By Professor Doom
There is much I
love about working in higher education…and much I do not. I’ve mentioned things
I don’t love about higher education “a time or two” in this blog, but one of
the worst things is how my industry creates victims. When I first tried to get
my book published, I tried to convince publishers that there were serious,
grievous problems in higher education, but I could never convince the
gatekeepers of our book industry of the many, many, victims being created by
the student loan scam which has warped so much of higher education.
The student loan
scam has been creating these victims for years, and some are, at last, finally
recovering from the hideous injury inflicted upon them by student loans. One
has recovered enough to talk about it:
The victims of the
student loan scam are complaining about what’s been done to them. I think the
complaints are often quite justified, but some folks are tired of hearing of
pain-in-the-ass kids complaining. The author of the above has a good reply to
that:
You know
what's really a pain in the ass? Practically owing my first born (and their
first born) to Sallie Mae for my student loans.
Education
has been completely warped now. Allow me to list a quote from one of the great
minds of humanity, Isaac Newton:
If I have seen further, it is by standing on the shoulders of
giants.
Newton’s genius did not come trivially. To stand on the shoulders of a
giant, you have to climb, climb up the path of knowledge of those who have come
before. It’s not easy, and education, real education, is not an easy thing.
That’s what education used to be: very difficult, requiring years of study and
effort by the student. It terms of money, it was cheap, even our most
prestigious schools, a few generations ago, charged very little tuition
(assuming you studied hard enough to pass the entrance exams).
The student loan scam has changed all
that. Now, “education” is now ridiculously expensive, and coursework has been
defined down to nothing, in many classes. The student loan warped higher
education from “much work, little money” to “little work, much money.”
Now, many graduates stumble out of college
after 6 years, with no ability to pay back a huge loan. The millennial explains
how miserable this situation is:
(1) Pay it off
(2) Pay on it for 25 years consistently then have it forgiven
(3) Work for peanuts for 10 years and have it forgiven
(4) Die
Don’t get me
wrong, “pay it off” is what should happen, but the loans are far too high, and
jobs you can get with the typical “no work required” degree are out of
proportion to the loan.
No, We Can't Work A Job And Pay It Off While In
School
Back when higher
education was cheap (1950
Harvard tuition, for example, was $650, at a time when making $40 a week
was quite achievable—minimum wage was $1 an hour), a summer full time job,
combined with some work during classes and some parental support, was enough to
pay for tuition at a top tier school.
All the money
flowing in from the student loan scam has driven tuition prices
stratospherically—milk would
be over $15 a gallon if it rose in price like tuition has. You can work
full time while in school, yes, but you can’t make enough money to cover
tuition that way, not at many schools, at least. The median year's pay barely covers average tuition today.
We
Honestly Didn't Feel Like We Had A Choice
The whole mythology
of higher education is part of why there are so many victims created by
this industry. These poor kids come out of high school thinking “college is
what I must do next,” and unscrupulous college administrators (I’m not just
talking about for-profits here) sign up these kids for crushing lifelong debt.

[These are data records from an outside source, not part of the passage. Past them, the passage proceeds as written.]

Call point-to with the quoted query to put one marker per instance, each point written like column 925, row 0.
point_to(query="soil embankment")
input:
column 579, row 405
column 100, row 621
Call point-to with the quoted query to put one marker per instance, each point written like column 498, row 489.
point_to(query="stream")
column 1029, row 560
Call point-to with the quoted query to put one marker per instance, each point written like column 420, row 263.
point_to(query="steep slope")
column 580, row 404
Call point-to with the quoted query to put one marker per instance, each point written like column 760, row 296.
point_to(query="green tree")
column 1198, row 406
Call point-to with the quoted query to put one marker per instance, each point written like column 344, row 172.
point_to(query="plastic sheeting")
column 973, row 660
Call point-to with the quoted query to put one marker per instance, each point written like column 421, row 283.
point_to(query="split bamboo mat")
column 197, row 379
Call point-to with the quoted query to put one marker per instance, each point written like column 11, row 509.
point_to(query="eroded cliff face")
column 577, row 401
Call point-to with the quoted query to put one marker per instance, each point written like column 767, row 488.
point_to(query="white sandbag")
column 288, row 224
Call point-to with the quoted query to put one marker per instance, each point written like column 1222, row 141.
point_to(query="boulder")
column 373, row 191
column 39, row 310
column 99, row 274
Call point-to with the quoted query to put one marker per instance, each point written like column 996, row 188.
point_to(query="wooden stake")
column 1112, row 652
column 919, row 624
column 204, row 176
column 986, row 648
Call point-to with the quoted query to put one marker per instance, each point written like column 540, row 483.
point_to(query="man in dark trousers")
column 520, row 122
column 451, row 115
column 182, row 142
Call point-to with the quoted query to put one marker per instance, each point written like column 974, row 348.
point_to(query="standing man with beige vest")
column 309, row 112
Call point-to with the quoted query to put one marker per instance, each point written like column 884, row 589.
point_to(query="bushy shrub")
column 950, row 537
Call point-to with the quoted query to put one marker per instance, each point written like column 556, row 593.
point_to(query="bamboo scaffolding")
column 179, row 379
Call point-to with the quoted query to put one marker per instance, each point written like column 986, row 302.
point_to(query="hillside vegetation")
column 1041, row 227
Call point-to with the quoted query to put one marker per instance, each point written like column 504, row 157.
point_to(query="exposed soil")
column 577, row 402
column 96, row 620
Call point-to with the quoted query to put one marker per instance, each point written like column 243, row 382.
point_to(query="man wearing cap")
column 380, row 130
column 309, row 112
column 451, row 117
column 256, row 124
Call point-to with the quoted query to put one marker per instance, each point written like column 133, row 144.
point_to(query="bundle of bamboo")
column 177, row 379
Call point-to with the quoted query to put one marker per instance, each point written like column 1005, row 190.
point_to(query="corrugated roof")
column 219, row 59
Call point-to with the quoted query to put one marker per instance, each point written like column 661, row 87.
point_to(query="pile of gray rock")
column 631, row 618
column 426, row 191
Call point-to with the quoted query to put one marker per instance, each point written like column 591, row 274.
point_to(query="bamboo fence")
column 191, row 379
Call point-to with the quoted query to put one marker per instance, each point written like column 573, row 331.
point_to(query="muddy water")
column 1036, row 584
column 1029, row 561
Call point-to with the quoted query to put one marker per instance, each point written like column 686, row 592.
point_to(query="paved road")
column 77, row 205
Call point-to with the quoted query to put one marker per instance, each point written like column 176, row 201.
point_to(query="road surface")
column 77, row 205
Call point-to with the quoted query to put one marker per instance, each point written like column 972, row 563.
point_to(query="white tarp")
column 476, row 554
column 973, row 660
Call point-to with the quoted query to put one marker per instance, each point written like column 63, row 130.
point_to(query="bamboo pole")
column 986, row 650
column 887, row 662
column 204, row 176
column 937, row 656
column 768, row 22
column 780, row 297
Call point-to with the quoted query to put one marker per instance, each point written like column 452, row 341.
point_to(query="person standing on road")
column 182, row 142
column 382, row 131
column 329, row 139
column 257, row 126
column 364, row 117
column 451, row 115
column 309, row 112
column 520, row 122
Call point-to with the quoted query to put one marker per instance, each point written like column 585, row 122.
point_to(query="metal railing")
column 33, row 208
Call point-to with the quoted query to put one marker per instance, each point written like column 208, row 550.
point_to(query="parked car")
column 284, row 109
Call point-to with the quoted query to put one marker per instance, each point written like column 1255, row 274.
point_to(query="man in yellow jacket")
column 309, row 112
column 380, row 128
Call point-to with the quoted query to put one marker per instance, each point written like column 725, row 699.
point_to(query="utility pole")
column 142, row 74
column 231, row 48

An 18 year old cannot go into a casino and
place a $5 bet on a hand of Blackjack. It’s the law, and it’s enforced. Casinos
are punished if they take advantage of a kid that way.
But, that same 18
year old, after the casino kicks him out, can walk over to a college and put
himself into $20,000 of debt, in exchange for completely useless coursework of
no value in any form. Neither the college nor the administrator who does this
to the kid will be punished in any way…
Again, yes, I think
millennials have some legitimate complaints about how they’ve been victimized
by the higher education industry.
The millennial is
right, we should not be heaping scorn on the victims of the student loan scam.
On the other hand, on the schools, and Poo Bahs that run the schools, the scorn
and derision should be very, very, high indeed.